For effective use of documents it is important not only to scan, but also to be able to search for them. We know two options for solving this problem — documents can be recognized or indexed.
Recognition of documents
Recognition of documents is used for primary sources of good quality — “fresh” book, a magazine, a dictionary, a questionnaire. Without the presence of “artifacts” (garbage, comments, entries in the fields, etc.). For this we use a document recognition system or an OCR- system. This system automatically enters the data into the computer (for example, in a text editor). And after the document is recognized, you can:
- Copy and edit text;
- Work with individual paragraphs of text;
- Search by words and phrases.
With regard to archival documents — the process of establishing recognition takes longer, and the accuracy is a small percentage. In this case, various methods of semi-automatic conversion of documents into electronic form using keywords (indexing) are used.
Indexing of documents
Document indexing — is the process of assigning identification features to scanned documents, allowing you to quickly find the necessary information in the database.
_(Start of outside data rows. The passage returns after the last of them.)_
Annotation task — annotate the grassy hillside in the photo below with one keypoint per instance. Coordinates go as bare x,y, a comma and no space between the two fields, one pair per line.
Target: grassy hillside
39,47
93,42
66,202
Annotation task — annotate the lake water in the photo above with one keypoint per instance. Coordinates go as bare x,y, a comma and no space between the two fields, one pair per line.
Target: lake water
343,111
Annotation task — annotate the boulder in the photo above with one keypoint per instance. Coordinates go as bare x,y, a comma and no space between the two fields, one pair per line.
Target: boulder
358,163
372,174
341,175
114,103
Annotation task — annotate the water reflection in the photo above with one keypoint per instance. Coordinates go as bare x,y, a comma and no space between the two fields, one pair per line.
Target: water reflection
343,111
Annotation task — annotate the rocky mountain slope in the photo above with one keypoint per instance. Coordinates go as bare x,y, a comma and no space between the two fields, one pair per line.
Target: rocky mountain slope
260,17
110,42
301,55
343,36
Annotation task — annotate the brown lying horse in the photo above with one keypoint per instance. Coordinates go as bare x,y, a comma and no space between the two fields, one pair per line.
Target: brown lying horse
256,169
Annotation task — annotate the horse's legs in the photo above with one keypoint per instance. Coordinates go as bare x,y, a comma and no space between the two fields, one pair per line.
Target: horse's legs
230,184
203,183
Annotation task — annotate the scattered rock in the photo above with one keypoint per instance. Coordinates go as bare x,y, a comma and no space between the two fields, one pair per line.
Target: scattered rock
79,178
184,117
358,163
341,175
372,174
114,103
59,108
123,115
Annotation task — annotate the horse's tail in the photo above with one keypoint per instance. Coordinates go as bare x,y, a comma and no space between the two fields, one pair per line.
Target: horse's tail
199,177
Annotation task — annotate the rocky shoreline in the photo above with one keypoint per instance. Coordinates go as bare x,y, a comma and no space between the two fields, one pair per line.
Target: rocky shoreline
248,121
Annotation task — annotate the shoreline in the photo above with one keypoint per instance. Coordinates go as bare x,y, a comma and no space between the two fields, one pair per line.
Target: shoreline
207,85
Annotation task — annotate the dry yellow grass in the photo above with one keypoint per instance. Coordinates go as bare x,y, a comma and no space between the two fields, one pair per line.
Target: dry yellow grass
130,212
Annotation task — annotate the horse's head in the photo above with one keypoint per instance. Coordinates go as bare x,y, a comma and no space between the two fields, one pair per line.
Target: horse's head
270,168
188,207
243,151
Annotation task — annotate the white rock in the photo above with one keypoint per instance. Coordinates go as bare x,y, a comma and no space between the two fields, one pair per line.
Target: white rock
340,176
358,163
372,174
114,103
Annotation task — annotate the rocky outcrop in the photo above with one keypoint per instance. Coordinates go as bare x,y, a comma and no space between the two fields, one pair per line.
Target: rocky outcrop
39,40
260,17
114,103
Such signs can be: type of document, document number, document date, author of the document, etc.
At the stage of recognition or indexing, we work with the most complex data:
- Handwritten (fully handwritten documents or containing information written by hand);
- Executed on a typewriter;
- Poorly readable (text has faded, information is partially lost, etc.);
- Information from documents of the same type is located in different parts (for example, when changing the order of registration of contracts).
When performing full or partial recognition of documents, we use a multi-level quality check of the array. The creation of a resource also helps us to avoid possible mistakes, where the whole technology is tested on a small amount of information, the fields are consistent, and the quality criteria are determined.
Prices for recognition and indexing are determined individually.